The easiest way to understand relationships between data features is by visualizing them. In the case of numeric features, this usually means producing a scatterplot.

This is fine if the number of points is small, but for large datasets, the problem of overlapping observations appears. This can be partially mitigated for medium-sized datasets by making the points semi-transparent, but for very large datasets, even this doesn't help.

What to do then? I will show you an alternative approach using the publicly available Spotify dataset from Kaggle.

The dataset contains audio features of 114000 Spotify tracks, such as danceability, tempo, duration, speechiness, … As an example for this post, I will examine the relationship between danceability and all other features.
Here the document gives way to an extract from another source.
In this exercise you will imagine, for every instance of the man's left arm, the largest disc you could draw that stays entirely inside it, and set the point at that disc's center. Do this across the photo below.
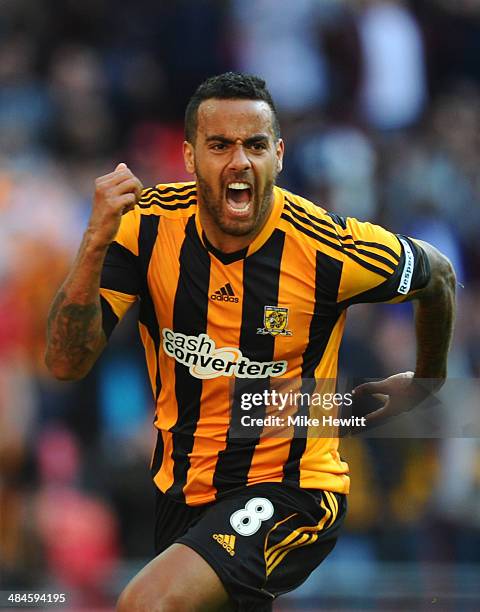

Let's first import the dataset and tidy it up a bit.

#load the required packages
library(dplyr)
library(tidyr)
library(ggplot2)
library(ggthemes)
library(readr)
library(stringr)

#load and tidy the data
spotify <- readr::read_csv('spotify_songs.csv') %>% 
  select(-1) %>%
  mutate(duration_min = duration_ms/60000, 
         track_genre = as.factor(track_genre)) %>%
  mutate(across(c(2:4, 20), toupper)) %>%
  relocate(duration_min, .before = duration_ms) %>%
  select(-duration_ms)

❔The issue

As I mentioned previously, the simplest way to visualize two-variable relationships is by drawing scatterplots with each point representing a single song. The first four columns contain track id information, so I left them out. I also renamed the features so that the first letter is uppercase and then reshape the data to prepare it for plotting.

spotify %>%
  select(5:19) %>%
  mutate(across(everything(), as.numeric)) %>%
  rename_with(str_to_title) %>% #capitalize first letters of feature names
  rename("Duration (min)" = Duration_min,
         "Loudness (dB)" = Loudness,
         "Time Signature" = Time_signature) %>%
  pivot_longer(-Danceability, names_to = "parameter", values_to = "value") %>%
  ggplot(aes(value, Danceability)) +
  geom_point(col = "#00BFC4", alpha = 0.5) + #reduce point opacity with the alpha argument
  facet_wrap(~ parameter, scales = "free_x") +
  labs(x = "", y = "Danceability") +
  theme_few() +
  theme(text = element_text(size = 20))

Even though a decreased point opacity was used (alpha = 0.5 as opposed to the default value of 1), the overlap is still too high. Although we can detect some general trends, the charts aren't that informative since there are too many overlapping points.

We can try pushing this further by reducing the opacity to alpha = 0.05.

This improved things, and some might advocate that the chart is informative enough now. However, I disagree as I still have to focus too much to extract the trend and value distribution information.